Da ieri è infatti necessario che turisti e visitatori si comportino in modo adeguato e consono al rispetto che si deve a un luogo dove l'arte e la storia conservano una loro dimensione di sacralità.

tempo di lettura: 2 min
di Raimondo De Luca
11/12/2018 12:54:36
Pompei - Le nuove regole del parco archeologico, introdotti numero chiuso e 'dress code' per i visitatori

Sito (internet) nuovo e regole nuove per il parco archeologico più famoso d'Italia. Sfruttando l'inaugurazione della nuova pagina web, i responsabili degli Scavi di Pompei hanno dedicato un'intera sezione alle regole etiche e di vestiario da tenere all'interno della mura antiche.

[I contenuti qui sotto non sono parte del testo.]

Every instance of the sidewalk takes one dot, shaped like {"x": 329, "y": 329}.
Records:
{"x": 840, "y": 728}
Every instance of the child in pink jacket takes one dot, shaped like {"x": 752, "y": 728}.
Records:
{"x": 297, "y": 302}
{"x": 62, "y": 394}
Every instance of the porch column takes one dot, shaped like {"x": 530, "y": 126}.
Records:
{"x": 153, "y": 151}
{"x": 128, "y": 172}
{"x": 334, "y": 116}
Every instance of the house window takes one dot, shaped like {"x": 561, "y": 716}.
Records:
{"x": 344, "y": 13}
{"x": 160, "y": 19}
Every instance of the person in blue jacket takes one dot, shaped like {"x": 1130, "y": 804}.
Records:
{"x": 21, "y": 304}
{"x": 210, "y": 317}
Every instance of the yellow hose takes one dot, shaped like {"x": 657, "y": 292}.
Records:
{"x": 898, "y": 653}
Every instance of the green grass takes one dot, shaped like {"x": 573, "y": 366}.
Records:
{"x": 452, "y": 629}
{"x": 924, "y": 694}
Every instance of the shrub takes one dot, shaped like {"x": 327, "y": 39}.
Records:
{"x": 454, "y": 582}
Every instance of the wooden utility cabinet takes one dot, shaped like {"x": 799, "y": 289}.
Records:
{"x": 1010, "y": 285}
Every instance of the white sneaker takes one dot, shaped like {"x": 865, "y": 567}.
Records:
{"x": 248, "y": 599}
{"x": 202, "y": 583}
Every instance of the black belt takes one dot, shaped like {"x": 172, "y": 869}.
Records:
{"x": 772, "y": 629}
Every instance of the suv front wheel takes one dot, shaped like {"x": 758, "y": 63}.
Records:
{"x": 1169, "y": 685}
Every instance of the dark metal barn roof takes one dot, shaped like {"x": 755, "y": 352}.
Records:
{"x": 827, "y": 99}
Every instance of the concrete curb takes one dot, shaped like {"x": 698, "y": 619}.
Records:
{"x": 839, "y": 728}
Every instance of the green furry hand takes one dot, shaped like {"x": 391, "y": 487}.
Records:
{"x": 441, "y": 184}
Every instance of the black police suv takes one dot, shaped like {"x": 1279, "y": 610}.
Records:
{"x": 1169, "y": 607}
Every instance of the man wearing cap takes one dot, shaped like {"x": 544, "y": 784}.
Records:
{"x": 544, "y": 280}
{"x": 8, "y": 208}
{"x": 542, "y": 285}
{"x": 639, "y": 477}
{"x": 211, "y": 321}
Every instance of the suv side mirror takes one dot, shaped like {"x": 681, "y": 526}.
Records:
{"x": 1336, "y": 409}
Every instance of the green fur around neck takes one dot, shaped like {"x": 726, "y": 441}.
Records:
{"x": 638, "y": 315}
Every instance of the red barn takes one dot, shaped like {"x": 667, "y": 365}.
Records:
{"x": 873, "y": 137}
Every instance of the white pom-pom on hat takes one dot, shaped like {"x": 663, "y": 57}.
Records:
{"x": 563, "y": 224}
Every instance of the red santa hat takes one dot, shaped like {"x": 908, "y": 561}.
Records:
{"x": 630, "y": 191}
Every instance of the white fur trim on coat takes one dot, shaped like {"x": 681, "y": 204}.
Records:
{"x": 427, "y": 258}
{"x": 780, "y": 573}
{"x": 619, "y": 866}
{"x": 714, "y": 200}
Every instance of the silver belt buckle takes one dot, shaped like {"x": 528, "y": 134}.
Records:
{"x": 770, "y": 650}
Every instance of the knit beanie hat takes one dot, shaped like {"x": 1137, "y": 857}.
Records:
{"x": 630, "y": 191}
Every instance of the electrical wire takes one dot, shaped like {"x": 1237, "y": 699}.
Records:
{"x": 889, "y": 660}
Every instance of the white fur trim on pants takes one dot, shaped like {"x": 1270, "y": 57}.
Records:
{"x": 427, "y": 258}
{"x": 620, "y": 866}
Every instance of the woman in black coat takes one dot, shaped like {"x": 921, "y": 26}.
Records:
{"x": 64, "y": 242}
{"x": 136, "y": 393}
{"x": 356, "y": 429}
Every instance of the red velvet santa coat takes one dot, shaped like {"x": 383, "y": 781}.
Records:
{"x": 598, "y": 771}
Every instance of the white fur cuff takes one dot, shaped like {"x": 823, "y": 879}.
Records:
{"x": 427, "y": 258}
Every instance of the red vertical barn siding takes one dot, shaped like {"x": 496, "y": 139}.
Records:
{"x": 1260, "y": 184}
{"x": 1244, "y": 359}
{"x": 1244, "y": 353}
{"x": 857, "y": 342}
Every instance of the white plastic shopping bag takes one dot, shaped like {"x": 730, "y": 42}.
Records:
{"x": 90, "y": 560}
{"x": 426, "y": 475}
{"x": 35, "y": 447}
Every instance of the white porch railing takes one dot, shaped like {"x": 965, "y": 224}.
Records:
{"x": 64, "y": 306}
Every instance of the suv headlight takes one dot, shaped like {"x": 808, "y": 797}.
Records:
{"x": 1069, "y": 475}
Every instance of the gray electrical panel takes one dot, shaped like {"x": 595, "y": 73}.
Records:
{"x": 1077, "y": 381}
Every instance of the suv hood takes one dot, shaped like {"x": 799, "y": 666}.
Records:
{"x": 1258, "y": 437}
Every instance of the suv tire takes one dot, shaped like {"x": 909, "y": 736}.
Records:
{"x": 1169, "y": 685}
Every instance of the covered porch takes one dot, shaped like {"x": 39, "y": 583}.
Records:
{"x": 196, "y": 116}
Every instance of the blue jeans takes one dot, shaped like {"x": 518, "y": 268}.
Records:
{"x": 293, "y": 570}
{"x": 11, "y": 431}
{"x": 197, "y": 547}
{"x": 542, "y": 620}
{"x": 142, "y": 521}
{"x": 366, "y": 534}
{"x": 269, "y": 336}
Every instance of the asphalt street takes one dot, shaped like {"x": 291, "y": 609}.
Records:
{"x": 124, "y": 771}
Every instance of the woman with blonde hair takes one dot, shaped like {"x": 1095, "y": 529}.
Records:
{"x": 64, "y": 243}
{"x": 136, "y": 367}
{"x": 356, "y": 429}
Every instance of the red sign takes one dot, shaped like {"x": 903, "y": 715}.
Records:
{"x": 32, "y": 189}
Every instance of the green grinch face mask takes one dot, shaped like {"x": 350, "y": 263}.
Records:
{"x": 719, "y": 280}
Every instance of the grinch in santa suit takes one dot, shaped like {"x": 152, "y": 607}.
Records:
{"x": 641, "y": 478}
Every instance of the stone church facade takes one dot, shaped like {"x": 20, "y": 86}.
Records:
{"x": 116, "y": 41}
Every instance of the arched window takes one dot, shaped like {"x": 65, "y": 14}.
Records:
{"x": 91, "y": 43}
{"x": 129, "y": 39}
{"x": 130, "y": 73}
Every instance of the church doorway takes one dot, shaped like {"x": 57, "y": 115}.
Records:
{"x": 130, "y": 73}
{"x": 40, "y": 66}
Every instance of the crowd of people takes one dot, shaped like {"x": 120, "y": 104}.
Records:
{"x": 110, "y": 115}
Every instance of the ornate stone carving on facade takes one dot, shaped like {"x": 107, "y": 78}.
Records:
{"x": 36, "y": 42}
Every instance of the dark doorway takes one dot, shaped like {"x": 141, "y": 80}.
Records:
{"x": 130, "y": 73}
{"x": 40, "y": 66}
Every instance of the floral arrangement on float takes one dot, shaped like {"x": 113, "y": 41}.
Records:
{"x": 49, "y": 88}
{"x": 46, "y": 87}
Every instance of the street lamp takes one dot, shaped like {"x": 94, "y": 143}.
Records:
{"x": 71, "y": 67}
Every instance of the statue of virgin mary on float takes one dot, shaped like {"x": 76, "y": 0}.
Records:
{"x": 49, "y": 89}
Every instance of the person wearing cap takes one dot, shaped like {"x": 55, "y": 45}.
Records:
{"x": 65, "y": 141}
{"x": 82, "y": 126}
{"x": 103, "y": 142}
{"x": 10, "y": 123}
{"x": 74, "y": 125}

Da ieri è infatti necessario che turisti e visitatori si comportino in modo adeguato e consono al rispetto che si deve a un luogo dove l'arte e la storia conservano una loro dimensione di sacralità. Nel nuovo 'statuto' introdotto per chi entra nel parco ai piedi del Vesuvio compaiono diverse novità che riguardano sia il decoro dei visitatori che la salvaguardia delle meraviglie archeologiche che vi sono custodite.

Prima e più rilevante delle novità è quella inerente al numero chiuso. «Il parco non può contenere più di 15mila persone alla volta. Il raggiungimento di tale limite comporta il rallentamento degli ingressi», si legge nel regolamento.
Nonostante in estate la calura possa essere opprimente, sarà richiesto un abbigliamento adeguato. Non sarà infatti più consentito girare a torso nudo o con mini abiti succinti, come shorts o minigonne troppo minimal. Curiosamente, però, non si potrà nemmeno effettuare la visita in smoking: il regolamento pubblicato sul nuovo sito internet vieta anche l'ingresso in abiti da cerimonia.

Si potranno invece consumare cibi, ma solamente all'interno delle aree appositamente delimitate. Vengono introdotte anche alcune restrizioni per i selfie. Portarsi a casa un ricordo è lecito, ma per scattare una foto è strettamente vietato arrampicarsi sui muri, sulle statue, sui balconi o sulle fontane.

Il rischio di danneggiare le strutture è troppo alto, per cui bisognerà fare attenzione a come a dove si potrà sfoderare il famigerato 'selfie-stick' (il bastone per gli autoscatti).

Per lo stesso motivo è naturalmente vietato deturpare qualsiasi tipo di superficie con pennarelli, vernici, bombolette spray o oggetti appuntiti, come troppo spesso invece si vede fare. Infine - ma nel regolamento, forse non a caso, è al primo posto - la direzione del parco archeologico ricorda che a Pompei è severamente interdetto l'esercizio di qualsiasi genere di commercio abusivo.